## Imports

In [None]:
%load_ext autoreload
%autoreload 2

In [None]:
import numpy as np
import pickle
import matplotlib.pyplot as plt
import matplotlib.cm as cm
from matplotlib.colors import Normalize

from sklearn.datasets import fetch_openml
from sklearn.linear_model import LogisticRegression
from sklearn.model_selection import train_test_split
from sklearn.exceptions import ConvergenceWarning

import warnings
warnings.filterwarnings("ignore", category=ConvergenceWarning)
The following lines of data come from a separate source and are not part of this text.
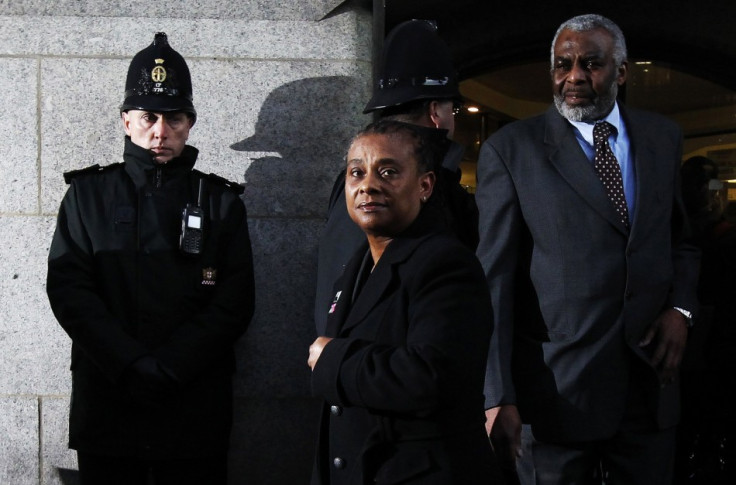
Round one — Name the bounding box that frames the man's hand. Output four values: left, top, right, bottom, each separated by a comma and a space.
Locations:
308, 336, 333, 370
486, 405, 522, 484
639, 308, 689, 385
486, 405, 521, 461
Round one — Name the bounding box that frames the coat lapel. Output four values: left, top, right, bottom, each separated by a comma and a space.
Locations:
323, 241, 398, 338
323, 244, 367, 338
338, 258, 394, 335
544, 107, 629, 235
331, 231, 433, 336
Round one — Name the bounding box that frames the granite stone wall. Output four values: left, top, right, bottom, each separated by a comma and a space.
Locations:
0, 2, 372, 483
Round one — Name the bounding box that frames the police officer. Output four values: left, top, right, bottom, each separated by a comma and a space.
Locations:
314, 19, 478, 335
47, 32, 255, 484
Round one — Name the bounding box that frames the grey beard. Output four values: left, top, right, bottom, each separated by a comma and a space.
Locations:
554, 81, 619, 122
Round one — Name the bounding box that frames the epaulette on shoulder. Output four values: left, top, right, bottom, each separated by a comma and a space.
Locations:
63, 163, 123, 185
194, 169, 244, 195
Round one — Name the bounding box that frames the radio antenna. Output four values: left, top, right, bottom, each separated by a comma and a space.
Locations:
197, 178, 204, 206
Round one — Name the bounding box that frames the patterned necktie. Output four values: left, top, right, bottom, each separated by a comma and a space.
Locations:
593, 121, 629, 229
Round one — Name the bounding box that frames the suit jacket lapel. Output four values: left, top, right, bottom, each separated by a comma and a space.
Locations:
621, 107, 657, 239
544, 107, 629, 235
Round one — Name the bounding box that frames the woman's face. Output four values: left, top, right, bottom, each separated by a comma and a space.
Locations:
345, 132, 434, 238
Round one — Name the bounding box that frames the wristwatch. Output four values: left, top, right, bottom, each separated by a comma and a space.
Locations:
673, 307, 693, 328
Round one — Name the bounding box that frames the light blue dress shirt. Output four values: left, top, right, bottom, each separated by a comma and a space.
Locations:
568, 102, 636, 223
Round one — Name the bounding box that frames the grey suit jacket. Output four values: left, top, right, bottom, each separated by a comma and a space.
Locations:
476, 104, 699, 442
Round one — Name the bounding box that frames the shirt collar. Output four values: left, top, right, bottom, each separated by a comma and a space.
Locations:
568, 101, 622, 144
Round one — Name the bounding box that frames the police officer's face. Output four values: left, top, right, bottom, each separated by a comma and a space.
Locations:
429, 100, 455, 138
122, 110, 193, 164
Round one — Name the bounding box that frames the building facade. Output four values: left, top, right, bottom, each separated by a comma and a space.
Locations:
3, 1, 735, 483
0, 1, 371, 483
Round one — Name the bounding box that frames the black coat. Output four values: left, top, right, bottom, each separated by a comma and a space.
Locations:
47, 138, 255, 458
311, 214, 498, 485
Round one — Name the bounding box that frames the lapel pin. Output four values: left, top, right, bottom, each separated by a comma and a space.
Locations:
328, 291, 342, 314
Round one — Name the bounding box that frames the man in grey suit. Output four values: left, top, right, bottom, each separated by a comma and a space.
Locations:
476, 14, 700, 485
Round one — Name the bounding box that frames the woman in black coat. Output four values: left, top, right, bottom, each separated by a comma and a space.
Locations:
308, 120, 499, 485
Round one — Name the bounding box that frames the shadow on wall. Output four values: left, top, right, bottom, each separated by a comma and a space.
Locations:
226, 76, 367, 484
231, 75, 367, 217
58, 468, 79, 484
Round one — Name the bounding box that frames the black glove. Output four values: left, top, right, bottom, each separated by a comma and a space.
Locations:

from fdshapley import FederatedShapley

## Load data (old)

## Corrupt data

## Load data

In [None]:
N = 20
with open('dico_data.pkl', 'rb') as f:
    loaded_dict = pickle.load(f)
xs_train, ys_train, ys_train_corrupted, X_test, y_test = loaded_dict.values()

In [None]:
params = {
    'max_iter': 1, 
    'warm_start': True,
    'fit_intercept':False
}

In [None]:
data_train = [[x,y] for x,y in zip(xs_train, ys_train)]
data_train_corrupted = [[x,y] for x,y in zip(xs_train, ys_train_corrupted)]
data_test = [X_test, y_test]

## Run Original Data Shapley

In [None]:
corrupted = False

Trepeat = 300
trunc = 5

In [None]:
if corrupted:
    file = 'res_orig_corrupted.pkl'
    my_data_train = data_train_corrupted
else:
    file = 'res_orig.pkl'
    my_data_train = data_train

with open(file, 'rb') as f:
    warm_start = pickle.load(f)
#warm_start = None

fed = FederatedShapley(my_data_train, data_test)
res_orig = fed.originalDataShapley(Trepeat, trunc, warm_start)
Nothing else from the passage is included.